Une race d’extra-terrestres observe la Terre. La différence d’échelle de taille et de temps avec eux est telle que l’activité humaine leur semble un ballet frénétique de grains infinitésimaux, aussi aléatoire que des poussières dans un courant d’air. Impossible, pour ces E.T., de prédire le mouvement de ces grains sauf à l’aide d’une méthode originale : ils peuvent, grâce à une impulsion, matérialiser d’autres particules à la surface de la Terre. Les humains voient ainsi surgir du néant ce qui est pour eux les mets les plus délicieux.

Les humains se précipitent pour s’empiffrer, puis lèvent les bras vers le ciel et chantonnent des prières de remerciement. Les scientifiques E.T. observent les grains minuscules se rassembler et émettre des ondes mélodieuses. Ils s’étonnent de cette physique bizarre : le mouvement des grains est impossible à prédire sauf quand l’impulsion interagit avec eux. Plus stupéfiant encore : les grains, indépendants en temps normal, se superposent au même endroit, amplifiant la mélodie unique. Les E.T. décident d’appeler ce phénomène ’intrication cantique’…
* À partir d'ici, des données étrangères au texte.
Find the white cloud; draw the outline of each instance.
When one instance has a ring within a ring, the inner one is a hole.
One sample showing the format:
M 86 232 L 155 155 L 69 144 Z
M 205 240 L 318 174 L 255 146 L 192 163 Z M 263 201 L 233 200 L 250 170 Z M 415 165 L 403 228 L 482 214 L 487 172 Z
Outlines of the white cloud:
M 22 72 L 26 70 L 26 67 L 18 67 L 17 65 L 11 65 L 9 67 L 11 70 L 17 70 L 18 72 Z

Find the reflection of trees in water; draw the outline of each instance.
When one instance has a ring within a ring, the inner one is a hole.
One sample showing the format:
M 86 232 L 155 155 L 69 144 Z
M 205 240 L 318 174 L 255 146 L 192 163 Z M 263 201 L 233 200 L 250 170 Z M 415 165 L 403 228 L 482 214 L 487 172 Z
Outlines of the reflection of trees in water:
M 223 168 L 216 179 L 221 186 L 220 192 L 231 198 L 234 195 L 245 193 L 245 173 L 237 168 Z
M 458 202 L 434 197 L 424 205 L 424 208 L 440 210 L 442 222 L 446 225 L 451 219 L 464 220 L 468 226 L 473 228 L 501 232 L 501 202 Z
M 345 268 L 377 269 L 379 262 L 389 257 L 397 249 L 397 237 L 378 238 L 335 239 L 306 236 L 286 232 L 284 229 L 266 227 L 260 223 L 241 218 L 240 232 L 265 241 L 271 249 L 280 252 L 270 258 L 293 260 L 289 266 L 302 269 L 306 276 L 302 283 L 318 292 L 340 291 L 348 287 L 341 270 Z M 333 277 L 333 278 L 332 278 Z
La théorie quantique. Les ouvrages de vulgarisation se font un devoir d’insister sur l’éclatement de notre vision de la réalité qu’elle induit. Mais la connaissance n’est-elle pas une suite de renversements du même genre ? Peu avant la plénitude des choses matérielles avait laissé la place à un vide immense, habité seulement par d’infimes points atomiques. Effacement de la substance. Le temps absolu s’est aussi révélé un leurre. Nous voici accompagnés de notre temps personnel, partagé avec des voisins seulement parce qu’ils évoluent à une vitesse relativement proche de la nôtre. Les points de matière se révèlent être une superposition de probabilités. Est-ce une évanescence beaucoup plus terrifiante que les précédentes ? La réalité est toujours palpable, nos sens nous montrent la même. Elle s’est seulement enrichie, grâce à des technologies étonnantes. Ce sont des plans de réalité supplémentaires qui se créent, pas les précédents qui s’évanouissent.
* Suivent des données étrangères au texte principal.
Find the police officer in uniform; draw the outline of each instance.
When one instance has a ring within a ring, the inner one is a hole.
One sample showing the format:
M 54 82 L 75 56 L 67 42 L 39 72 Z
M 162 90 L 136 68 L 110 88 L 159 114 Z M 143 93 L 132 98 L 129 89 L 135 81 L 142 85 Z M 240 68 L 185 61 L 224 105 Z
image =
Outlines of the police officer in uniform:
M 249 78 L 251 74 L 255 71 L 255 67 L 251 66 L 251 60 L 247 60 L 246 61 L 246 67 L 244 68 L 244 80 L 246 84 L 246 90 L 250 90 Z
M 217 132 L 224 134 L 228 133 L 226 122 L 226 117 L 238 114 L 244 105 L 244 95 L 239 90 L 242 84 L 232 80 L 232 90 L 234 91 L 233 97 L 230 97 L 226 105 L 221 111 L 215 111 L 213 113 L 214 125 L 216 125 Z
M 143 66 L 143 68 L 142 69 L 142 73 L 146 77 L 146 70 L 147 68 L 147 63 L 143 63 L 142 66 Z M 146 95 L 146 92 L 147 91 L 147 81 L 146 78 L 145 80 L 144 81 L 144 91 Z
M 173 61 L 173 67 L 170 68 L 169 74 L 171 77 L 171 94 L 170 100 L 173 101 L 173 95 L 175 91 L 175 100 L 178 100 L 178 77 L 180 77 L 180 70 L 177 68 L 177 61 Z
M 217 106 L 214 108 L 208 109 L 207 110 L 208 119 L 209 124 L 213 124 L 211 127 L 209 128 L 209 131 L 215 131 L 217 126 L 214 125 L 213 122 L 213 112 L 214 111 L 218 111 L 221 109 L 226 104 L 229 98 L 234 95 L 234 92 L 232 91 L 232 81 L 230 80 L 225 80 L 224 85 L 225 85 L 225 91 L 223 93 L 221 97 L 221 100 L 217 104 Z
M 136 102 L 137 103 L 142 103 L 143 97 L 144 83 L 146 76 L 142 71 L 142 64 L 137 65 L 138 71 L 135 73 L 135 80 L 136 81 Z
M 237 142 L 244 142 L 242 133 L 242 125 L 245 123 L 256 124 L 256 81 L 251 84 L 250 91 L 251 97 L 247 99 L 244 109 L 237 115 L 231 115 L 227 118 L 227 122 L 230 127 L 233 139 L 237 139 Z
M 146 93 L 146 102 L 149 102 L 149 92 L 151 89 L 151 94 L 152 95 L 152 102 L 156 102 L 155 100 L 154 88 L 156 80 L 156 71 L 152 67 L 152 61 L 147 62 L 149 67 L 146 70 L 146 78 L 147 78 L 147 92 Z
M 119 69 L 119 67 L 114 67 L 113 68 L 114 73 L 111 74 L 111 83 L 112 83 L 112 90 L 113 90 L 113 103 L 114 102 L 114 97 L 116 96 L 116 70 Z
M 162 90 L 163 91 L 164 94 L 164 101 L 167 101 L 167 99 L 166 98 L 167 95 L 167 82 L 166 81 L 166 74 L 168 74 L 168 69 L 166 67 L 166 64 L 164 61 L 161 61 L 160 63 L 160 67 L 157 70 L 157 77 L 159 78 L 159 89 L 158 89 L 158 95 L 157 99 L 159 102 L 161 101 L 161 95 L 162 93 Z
Je trouve même la théorie quantique des champs curieusement rassurante : elle décrit la réalité à son échelle avec une précision inouïe, et remplace le néant par des lignes de champ et une populace quantique virtuelle grouillante. Jamais le vide n’a été occupé si densément ! Je ne m’étonne plus qu’il soit épuisant de marcher une journée entière, même sans obstacle apparent…
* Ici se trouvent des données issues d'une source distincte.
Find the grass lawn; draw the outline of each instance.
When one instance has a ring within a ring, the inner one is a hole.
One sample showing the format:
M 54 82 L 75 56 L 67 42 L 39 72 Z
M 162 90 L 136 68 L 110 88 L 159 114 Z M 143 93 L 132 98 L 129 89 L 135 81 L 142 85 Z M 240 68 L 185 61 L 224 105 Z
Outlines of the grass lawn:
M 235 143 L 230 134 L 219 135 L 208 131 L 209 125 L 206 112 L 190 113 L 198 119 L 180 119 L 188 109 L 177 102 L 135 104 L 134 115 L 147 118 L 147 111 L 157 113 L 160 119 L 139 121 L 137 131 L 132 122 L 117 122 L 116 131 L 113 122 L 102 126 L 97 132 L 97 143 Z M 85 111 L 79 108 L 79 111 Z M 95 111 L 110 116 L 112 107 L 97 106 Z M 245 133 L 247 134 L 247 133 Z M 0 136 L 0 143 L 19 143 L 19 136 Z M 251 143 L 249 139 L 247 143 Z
Pour les physiciens, derrière le désagrément de mathématiques difficiles à s’approprier, le regain d’assurance est patent. Désormais la réalité s’affranchit de discussions philosophiques insolubles sur essence et substance. Tout a lieu dans des espaces mathématiques.

Les particules de matière sont devenues excitations d’un champ qui leur est spécifique. Chacune est une onde de la plus petite intensité possible rapportée à l’énergie de la particule. Elle se promène dans son univers personnel. En l’absence de particule, les champs sont toujours présents, au repos, comme une mare sans ride quand aucune brise ne souffle. Mais en fait ils ne sont jamais complètement immobiles, ils oscillent légèrement : fluctuations quantiques attendues par le principe d’incertitude d’Heisenberg.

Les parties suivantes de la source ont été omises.